After all, France is the country where these families are now destined to live. Would it not be a sign of successful integration if France were also where they chose to rest when they died?
The answer to that question has to do with the complexities of national identity in a world of mass migration. But also with France's own obsession with secular "republican" values, and its reluctance to give ground - literally - on matters of faith.
At the el-Ouadjib (Duty, in Arabic) funeral parlour in Lille in northern France, Abdallah Hadid receives three or four calls a day from families that have just had a death.
|Abdallah Hadid in front of his funeral parlour in Lille|
Hadid says, "While the bodies are prayed over and put in the shroud, our administrative team has to rush to get all the documents: from the city hall, from the police, from the consulates. Then we get the plane tickets for the family, and pay for the coffin to go in the hold.
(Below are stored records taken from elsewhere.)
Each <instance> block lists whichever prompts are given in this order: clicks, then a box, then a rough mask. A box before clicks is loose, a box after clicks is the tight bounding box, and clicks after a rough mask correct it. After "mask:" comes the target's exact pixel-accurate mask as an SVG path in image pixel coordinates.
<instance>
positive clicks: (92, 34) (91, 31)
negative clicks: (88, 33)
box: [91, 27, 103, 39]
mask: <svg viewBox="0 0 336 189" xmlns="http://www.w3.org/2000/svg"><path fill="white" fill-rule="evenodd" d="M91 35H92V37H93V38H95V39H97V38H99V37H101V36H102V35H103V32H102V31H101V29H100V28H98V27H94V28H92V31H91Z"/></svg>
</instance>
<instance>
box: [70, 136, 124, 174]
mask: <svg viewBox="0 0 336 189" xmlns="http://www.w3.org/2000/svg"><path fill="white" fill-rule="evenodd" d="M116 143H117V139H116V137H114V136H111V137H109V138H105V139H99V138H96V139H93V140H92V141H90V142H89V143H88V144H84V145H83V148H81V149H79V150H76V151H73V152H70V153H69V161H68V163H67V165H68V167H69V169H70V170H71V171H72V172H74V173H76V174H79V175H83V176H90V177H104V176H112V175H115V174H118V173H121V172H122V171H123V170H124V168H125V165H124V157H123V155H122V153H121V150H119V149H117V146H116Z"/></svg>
People don't realise it, but on most flights from France to the big cities of North Africa there are bodies in the hold - between one and four, depending on the size of the plane.
"Sometimes it is the villagers back in the old country who club together to pay for the removal. It costs about 2,500 euros (£2,150). But more and more families are using insurance companies, paying a little every year to make sure there is the money for a repatriation when they die."
According to Abdallah Hadid, there are two main reasons for sending the bodies of loved ones back to the Maghreb. The first is the pull of the heart - memories, loyalties, a wistful longing for the "old country".
The second is a more practical consideration: the absence of Muslim cemeteries in France.
France calls itself "laic" (secular). For 100 years there has been a strict separation of religion and state. This means that when it comes to burial places, town councils - which administer the country's cemeteries - refuse any special provision for faiths.
For years, French Muslims have been clamouring for designated areas in municipal graveyards - what they call carres confessionnels. In these, Muslim tombs would be directed towards Mecca as required by religion.
But they are blocked by an institutional reluctance on the part of the French authorities.
In practice, more and more Muslim areas are being created in cemeteries, simply because Muslim graves are being put next to each other. But they are tolerated rather than authorised. There is certainly no official policy to create them.
Another problem for Muslims is that space in French cemeteries is normally provisional. Families take out a lease for 30 or 50 years, after which the bodies are put in a common grave.
But this offends many Muslims, who believe bodies in the ground should not be touched. They are reluctant to burden future generations with the cost of renewing the lease of a French grave, so prefer to have their bodies repatriated.
Islamic Funeral Rituals:Islamic law dictates that the funeral or Janazah should take place as soon as possible after death, with the following steps: Bathing the dead body. Placing the corpse in a white cotton or linen cloth shroud. Funeral prayer. Burial of the dead body in a grave (cremation is forbidden). Positioning the body so the head faces Mecca
"This question of carres confessionnels is extremely important to us," says Dalil Boubakeur, who as Rector of the Grand Mosque in Paris is the nearest there is to a leader of French Islam. "There are now six million Muslims in France. They pay taxes, they vote, they take part in local government. Why should they not have a say in how their dead are buried?"